Richard Küng ist assoziierter Professor für Quanteninformatik an der Universität Linz. Nach seinem Studium an der ETH Zürich und der Promotion an der Universität Köln folgten ein mehrjähriger Forschungsaufenthalt am renommierten Caltech in Kalifornien, schließlich die Habilitation an der Universität Linz. Küng arbeitet an effizienten und einfachen Lösungen für Probleme der Informationsverarbeitung mit klassischen und Quantencomputern. Für seine Forschung erhielt er zahlreiche Preise, darunter den Willi-Studer-Preis der ETH Zürich und den Kardinal-Innitzer-Preis der Erzdiözese Wien.
Die Wirtschaft in eine nachhaltige Zukunft führen
Stephan Pühringer
Institut für die Gesamtanalyse der Wirtschaft, Universität Linz
Klassische Vorstellungen, wie Wirtschaft funktioniert, sind tief in Universitäten, Alltag und Politik verankert. In Anbetracht der Transformation, die durch die Klimakrise notwendig wird, sind sie jedoch oft kontraproduktiv. Der Sozioökonom Stephan Pühringer will dies ändern – mit interdisziplinärer Forschung. In seinem START-Projekt identifiziert er Ansätze, wie Nachhaltigkeit und sozioökonomische Transformation in Wissenschaft und Wirtschaft konzeptualisiert werden. Weiters analysiert er, wie sich ökonomisches Denken in verschiedenen Bereichen auswirkt und welche Player und Machtstrukturen in ökonomische Debatten involviert sind. Dies geschieht mit Methoden der Social Studies of Economics: Netzwerkanalyse, Diskurs- und Feldanalyse und performativen Studien. Ein besonderer Fokus des Projektes liegt auf EU-Politikpraktiken zur sozioökologischen Transformation.
Stephan Pühringer ist stellvertretender Leiter des Forschungsinstituts für die Gesamtanalyse der Wirtschaft an der Universität Linz. Nach seiner Promotion in Ökonomie arbeitete er als Postdoc an der Cusanus Universität in Koblenz. Für seine Forschungstätigkeiten erhielt Pühringer bereits eine Vielzahl an Forschungsstipendien, etwa von der Arbeiterkammer, der Otto Brenner Stiftung und dem Wissenschaftsfonds FWF.
Einsteins Geometrie neu denken
Clemens Sämann
Fakultät für Mathematik, Universität Wien
Der Mathematiker Clemens Sämann versucht, einen neuen Blickwinkel auf Einsteins Relativitätstheorie zu eröffnen.
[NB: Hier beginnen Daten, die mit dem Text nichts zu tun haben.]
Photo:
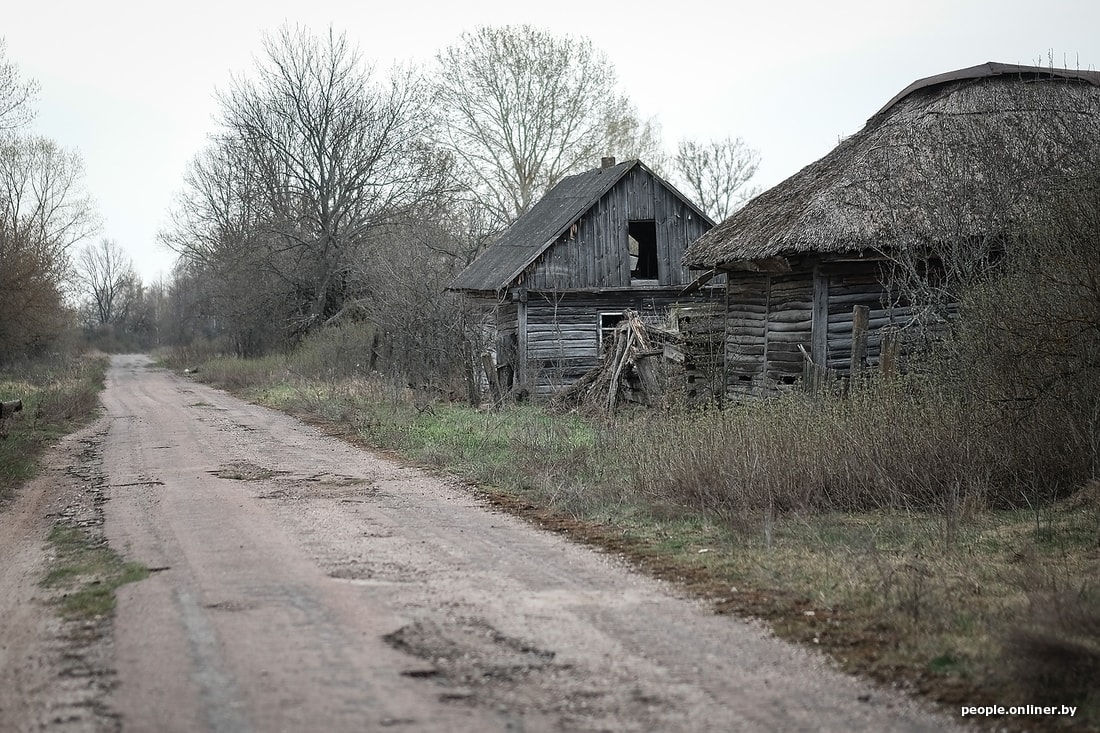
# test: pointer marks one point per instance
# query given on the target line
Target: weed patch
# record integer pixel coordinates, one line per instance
(57, 396)
(86, 572)
(876, 527)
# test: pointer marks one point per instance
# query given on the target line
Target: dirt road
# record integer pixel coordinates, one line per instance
(303, 584)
Er hat mit seinen Kolleg:innen einen Weg gefunden, den Ansatz der metrischen Geometrie auf die Allgemeine Relativitätstheorie anzuwenden – eine Kombination, die bisher nicht in Betracht gezogen wurde. Die Forschung könnte etwa zu neuen Erkenntnissen über das Wesen von schwarzen Löchern führen. In seinem START-Projekt versucht er, eine neue mathematische Betrachtungsweise für Einsteins Allgemeine Relativitätstheorie zu etablieren. Mithilfe eines neuen Zugangs soll der – bisher für die Relativitätstheorie nicht anwendbare – Ansatz der metrischen Geometrie für die Beschreibung der Raumzeit nutzbar gemacht werden.
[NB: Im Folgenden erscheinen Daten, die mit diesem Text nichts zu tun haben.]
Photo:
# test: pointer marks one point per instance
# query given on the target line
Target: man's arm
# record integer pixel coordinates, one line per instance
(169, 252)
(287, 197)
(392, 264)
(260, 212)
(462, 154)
Clemens Sämann schloss 2015 sein Doktorat in Mathematik an der Universität Wien ab, 2019 folgte hier auch seine Habilitation. Bis 2022 war er Postdoc an der Universität Wien und im Rahmen des Schrödinger-Programms des Wissenschaftsfonds FWF zwei Jahre lang an der University of Toronto tätig. Aktuell hält Sämann eine befristete Stelle als Postdoctoral Research Associate am Mathematical Institute der University of Oxford.
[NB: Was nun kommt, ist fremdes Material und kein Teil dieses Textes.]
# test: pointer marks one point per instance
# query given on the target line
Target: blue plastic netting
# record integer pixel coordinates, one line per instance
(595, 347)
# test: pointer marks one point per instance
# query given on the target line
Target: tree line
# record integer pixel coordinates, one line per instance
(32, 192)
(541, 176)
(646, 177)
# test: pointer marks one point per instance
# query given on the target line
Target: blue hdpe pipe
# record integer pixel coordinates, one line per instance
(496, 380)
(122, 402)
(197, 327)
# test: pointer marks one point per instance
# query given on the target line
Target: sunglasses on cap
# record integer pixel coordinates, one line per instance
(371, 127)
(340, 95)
Die Grenzen der Quantentheorien verschieben
Marcus Sperling
Fakultät für Physik, Universität Wien
Der Physiker Marcus Sperling untersucht eine fundamentale Theorie in der Physik – die Quantenfeldtheorie. Er entwickelt neue mathematische Methoden, um die kompliziertesten Aspekte davon Stück für Stück zu verstehen, und steigt dabei sogar in höhere Dimensionen auf. Damit möchte der Forscher zum grundlegenden Verständnis unserer Welt beitragen. In dem START-Projekt untersuchen sein Team und er eine große, repräsentative Unterklasse von supersymmetrischen Quantenfeldtheorien und nutzen sie als Laboratorium, um die Grundlagen für eine allgemeinere Quantenfeldtheorie zu finden. Dabei nutzen die Forschenden neuartige mathematische Methoden, um die Grundzustände und Symmetrien in supersymmetrischen Quantenfeldtheorien in verschiedenen Dimensionen systematisch zu beschreiben.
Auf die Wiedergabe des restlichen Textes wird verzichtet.